Back in my camp counselor days I made, or supervised the making of, hundreds of candles. But it's been a while,
and this is my first time using beeswax, so I took it slow and took on
this project while the little guy was napping. This can be a fun
project for kids--if there was another adult in the room I'd do it with
groups as young as 6 or 7, and one-on-one I think even my 2 year old would have enjoyed watching and helping with parts of the process. He wouldn't have had the patience for an hour of dipping, though.
The supplies are simple: wax, wick (I got mine here, but you can find it at most craft stores), a pot for boiling water and a container for melting the wax. I did something very silly and used one of my favorite mixing bowls for the wax. I have no idea how I'm going to clean the wax out of it. Thrift a cheap container for melting, or use an empty tin can that can be recycled when you're done.
First, melt the wax. Always melt wax in a double boiler--if wax gets too hot it can catch fire. I don't have a double boiler so I set the bowl of wax into a pot with some water. I needed to keep the water boiling to keep the wax melting, and it took about half an hour to melt down the block. Wow does this stuff smell good as it's warming.
Next, cut your wicks. Mine were each about 7 inches long, and folded in half to make two candles. I was going for small, but you could make these any size. Remember, though, that if they're longer, your container of wax will need to be deeper to dip them.
One at a time, give those wicks a first dip. I like to let them sit in the wax for a little while to let it soak in. When they come out, they'll look something like this. While they're still warm, straighten out the wick.
Now, just keep dipping. Give your candle some time to cool between dips--wax will stick to cool wax, but it will melt back into the pot if it gets too warm. If you're doing this with kids keep a bowl of cold water nearby. My fingers touched the pot of wax a few times, and it wasn't hot enough to burn. But it was uncomfortable, and the cool water gives kids them a place to stick their waxed fingers. The presence of safety measures also seems to help kids take the project more seriously.
Back at summer camp we'd have a line of campers dipping their candles, and then returning to the back of the line for their next turn. This is a fun way to make candles--it's very simple and social, and in the breaks the kids often find creative ways to spice up their candles. Instead of straight candles, bend the wax into squiggles, or twist the two wicks into one entwined candle. Use your fingers to pinch and mold the warm wax into shapes. Press bits of flowers or leaves into the wax as decorations. Working alone, I set up a little cooling rack with a chopstick and some drinking glasses. I worked my way down the line, giving each candle a dip and then a chance to cool.

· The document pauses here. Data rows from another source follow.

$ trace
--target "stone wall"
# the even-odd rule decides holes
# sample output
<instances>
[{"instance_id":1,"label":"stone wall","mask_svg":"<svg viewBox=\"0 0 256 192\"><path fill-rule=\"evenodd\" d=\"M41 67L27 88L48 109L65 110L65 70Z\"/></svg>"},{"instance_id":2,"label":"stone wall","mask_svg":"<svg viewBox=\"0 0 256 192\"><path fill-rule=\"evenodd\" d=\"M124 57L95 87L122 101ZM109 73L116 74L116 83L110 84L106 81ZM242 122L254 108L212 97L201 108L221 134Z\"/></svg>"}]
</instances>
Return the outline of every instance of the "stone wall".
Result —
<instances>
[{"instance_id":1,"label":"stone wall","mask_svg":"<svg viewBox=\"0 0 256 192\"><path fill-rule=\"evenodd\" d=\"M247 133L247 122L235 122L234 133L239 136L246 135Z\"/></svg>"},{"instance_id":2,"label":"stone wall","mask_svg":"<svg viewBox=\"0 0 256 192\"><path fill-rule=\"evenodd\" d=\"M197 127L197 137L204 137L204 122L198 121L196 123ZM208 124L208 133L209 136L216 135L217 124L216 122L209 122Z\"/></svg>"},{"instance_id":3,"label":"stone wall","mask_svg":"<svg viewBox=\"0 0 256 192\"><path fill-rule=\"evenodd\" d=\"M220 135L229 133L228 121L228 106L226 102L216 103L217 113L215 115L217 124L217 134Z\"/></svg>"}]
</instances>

See the little drips forming at the bottom? I didn't want a lot of drip, so I cut them off about three dips before the end. I like a little, though--gives them character. And by this method you're going to get character, not the straight and symmetrical dipped tapers you've seen in stores.
A bit less than an hour's worth of dipping, and I had candles. I've still got a bit of decoration and some packaging to add to these, I'll share that when I get to it this weekend.